What Is a Blood Clot?
Blood clots, also known as coagulation, are formed by platelets and proteins in your blood to help stop bleeding when a blood vessel is damaged. They form a small mass that works as a plug while the body heals itself. Once the injury is gone, the blood clot is reabsorbed into the bloodstream. However, sometimes clots form for no reason or don't dissolve like they should and become a dangerous health risk.
When a blood clot is set loose in your blood vessels, you run the risk of it getting caught somewhere in your circulatory system. These blockages can cause swelling and pain, and prevent good oxygen flow to your organs, which can lead to permanent damage.
Some risk factors that might cause you to develop a blood clot include:
- Recent surgery
- A broken bone (in particular, your hip, pelvis, or leg) or bad bump or bruise
- Being overweight or having a heart condition
- Suffering from varicose veins
- Having an immediate family member who's had a blood clot
- Spending a lot of time in a bed, chair, or seat
Conditions Caused by Blood Clots
A deep vein thrombosis is when a blood clot forms somewhere in deep tissue veins -- most commonly in the thigh or calf, though they sometimes occur in the arms and groin. Occasionally, a piece can break off from the main clot, becoming a thrombosis, and then travel to the lungs and cause a pulmonary embolism. The clots block important arteries in the lungs, preventing them from sending oxygen to the rest of the body. This can cause permanent damage to the lung, and if enough arteries become blocked, it can be fatal. Signs of a pulmonary embolism include sudden shortness of breath, sharp or stabbing chest pain, a rapid heart rate (even when standing still), or an unexplained cough.
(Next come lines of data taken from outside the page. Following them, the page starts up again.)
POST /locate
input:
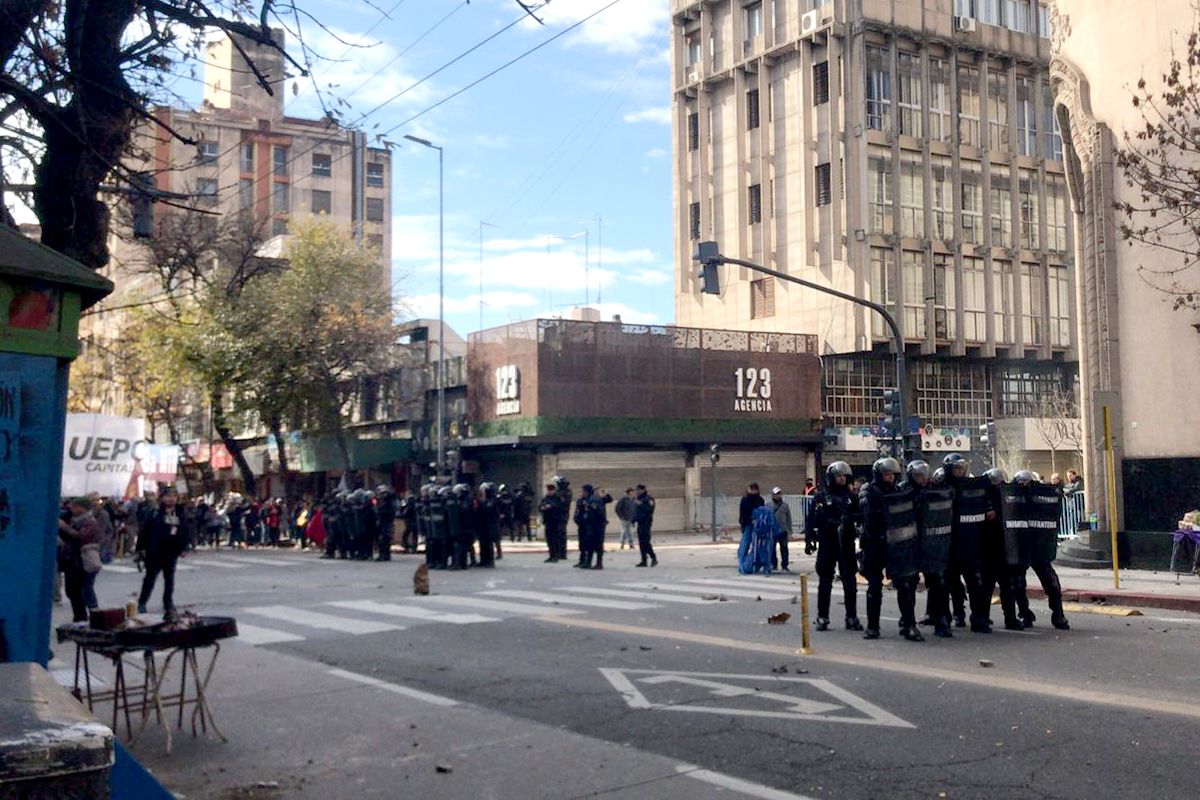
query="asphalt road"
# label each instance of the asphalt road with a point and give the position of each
(547, 681)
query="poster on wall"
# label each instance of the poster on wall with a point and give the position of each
(111, 456)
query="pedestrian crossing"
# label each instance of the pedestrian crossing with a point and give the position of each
(277, 624)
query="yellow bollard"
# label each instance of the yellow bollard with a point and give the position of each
(805, 650)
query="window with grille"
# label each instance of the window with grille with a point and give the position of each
(823, 185)
(762, 298)
(375, 174)
(821, 83)
(375, 209)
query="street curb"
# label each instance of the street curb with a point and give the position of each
(1170, 602)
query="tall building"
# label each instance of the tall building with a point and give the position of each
(904, 151)
(250, 157)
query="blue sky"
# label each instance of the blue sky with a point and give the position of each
(579, 130)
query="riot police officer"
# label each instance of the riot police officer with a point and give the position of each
(1038, 552)
(885, 474)
(831, 530)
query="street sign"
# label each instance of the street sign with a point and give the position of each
(775, 697)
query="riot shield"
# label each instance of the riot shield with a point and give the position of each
(904, 546)
(935, 522)
(971, 505)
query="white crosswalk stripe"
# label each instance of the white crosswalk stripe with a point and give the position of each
(653, 596)
(491, 606)
(412, 612)
(547, 597)
(253, 635)
(306, 618)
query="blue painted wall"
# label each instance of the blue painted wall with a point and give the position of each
(33, 416)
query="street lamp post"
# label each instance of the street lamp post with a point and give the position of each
(709, 256)
(442, 324)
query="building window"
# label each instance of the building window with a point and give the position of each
(972, 206)
(375, 209)
(945, 318)
(1002, 301)
(281, 199)
(375, 174)
(823, 185)
(879, 89)
(912, 196)
(322, 202)
(1050, 131)
(322, 164)
(1001, 208)
(912, 276)
(851, 389)
(1060, 306)
(1032, 292)
(939, 101)
(942, 193)
(879, 172)
(1027, 197)
(909, 94)
(969, 106)
(997, 109)
(821, 83)
(754, 20)
(1056, 214)
(975, 308)
(1026, 118)
(762, 298)
(207, 152)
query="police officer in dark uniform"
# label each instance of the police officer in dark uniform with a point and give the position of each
(831, 530)
(885, 474)
(1039, 555)
(549, 511)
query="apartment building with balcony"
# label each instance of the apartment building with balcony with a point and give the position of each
(904, 151)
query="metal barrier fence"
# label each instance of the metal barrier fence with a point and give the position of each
(1073, 513)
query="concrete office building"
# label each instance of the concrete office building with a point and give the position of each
(900, 150)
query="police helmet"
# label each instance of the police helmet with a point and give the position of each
(918, 471)
(835, 469)
(996, 475)
(955, 464)
(886, 465)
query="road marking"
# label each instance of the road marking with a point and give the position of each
(396, 689)
(630, 683)
(546, 597)
(660, 596)
(412, 612)
(1138, 704)
(487, 605)
(324, 621)
(737, 785)
(256, 636)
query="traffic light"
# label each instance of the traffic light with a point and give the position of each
(709, 257)
(892, 425)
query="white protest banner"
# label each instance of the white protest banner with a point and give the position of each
(101, 453)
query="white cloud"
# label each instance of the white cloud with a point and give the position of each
(659, 115)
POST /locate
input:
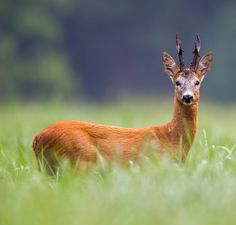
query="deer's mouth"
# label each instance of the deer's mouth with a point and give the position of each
(187, 99)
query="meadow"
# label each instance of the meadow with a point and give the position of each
(154, 191)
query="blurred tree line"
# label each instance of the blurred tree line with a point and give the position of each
(103, 49)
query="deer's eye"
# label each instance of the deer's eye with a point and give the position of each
(197, 83)
(177, 83)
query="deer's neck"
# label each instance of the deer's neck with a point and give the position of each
(184, 122)
(181, 130)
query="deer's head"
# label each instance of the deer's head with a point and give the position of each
(187, 80)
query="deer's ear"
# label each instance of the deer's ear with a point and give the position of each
(169, 64)
(204, 64)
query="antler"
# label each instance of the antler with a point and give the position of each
(196, 53)
(180, 51)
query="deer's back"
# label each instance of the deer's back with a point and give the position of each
(74, 139)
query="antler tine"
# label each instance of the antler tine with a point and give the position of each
(180, 51)
(196, 51)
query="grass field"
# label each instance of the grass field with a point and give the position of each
(155, 191)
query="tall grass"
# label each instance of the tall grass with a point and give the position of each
(154, 191)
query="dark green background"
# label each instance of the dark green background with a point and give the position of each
(105, 49)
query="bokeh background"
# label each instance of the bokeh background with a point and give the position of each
(103, 50)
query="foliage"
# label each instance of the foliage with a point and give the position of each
(103, 48)
(154, 191)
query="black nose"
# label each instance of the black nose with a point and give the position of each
(187, 98)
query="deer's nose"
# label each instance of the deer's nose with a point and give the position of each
(187, 98)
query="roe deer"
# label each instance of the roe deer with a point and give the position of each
(82, 141)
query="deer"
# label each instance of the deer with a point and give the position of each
(83, 141)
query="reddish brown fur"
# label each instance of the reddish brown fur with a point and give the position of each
(83, 141)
Signs and Symptoms of a Blood Clot
Because of the many health risks of a deep vein thrombosis, it's important to recognize the signs of a blood clot. Call your health care provider right away if you're experiencing swelling, soreness, cramping, pain, a warm spot in your arm or leg, or an abnormal red or bluish color on your skin.
Treatment and Prevention
There are plenty of ways to prevent and treat blood clots. You may have to make a few lifestyle adjustments, especially if you have any of the risk factors, but this is a small price to pay for good health. First, to improve your circulation, occasionally raise your legs six inches above your heart -- you could easily work this movement into an exercise routine or raise the foot of your bed about six inches. If you have to sit or stand for long periods, change your position often and avoid crossing your legs.
You can also wear loose-fitting clothes, socks, or stockings to allow for good blood flow. Ask your doctor about compression socks or stockings, which can help, and exercises that will discourage clot formation. In some cases, your doctor might prescribe you with a blood thinner. It's important to take these medications as directed and follow any safety instructions that come with them.
Blood clots have the potential to become a very serious health emergency. Talk to your health care provider about your current risk for developing a clot and how you can better promote blood vessel and circulatory health.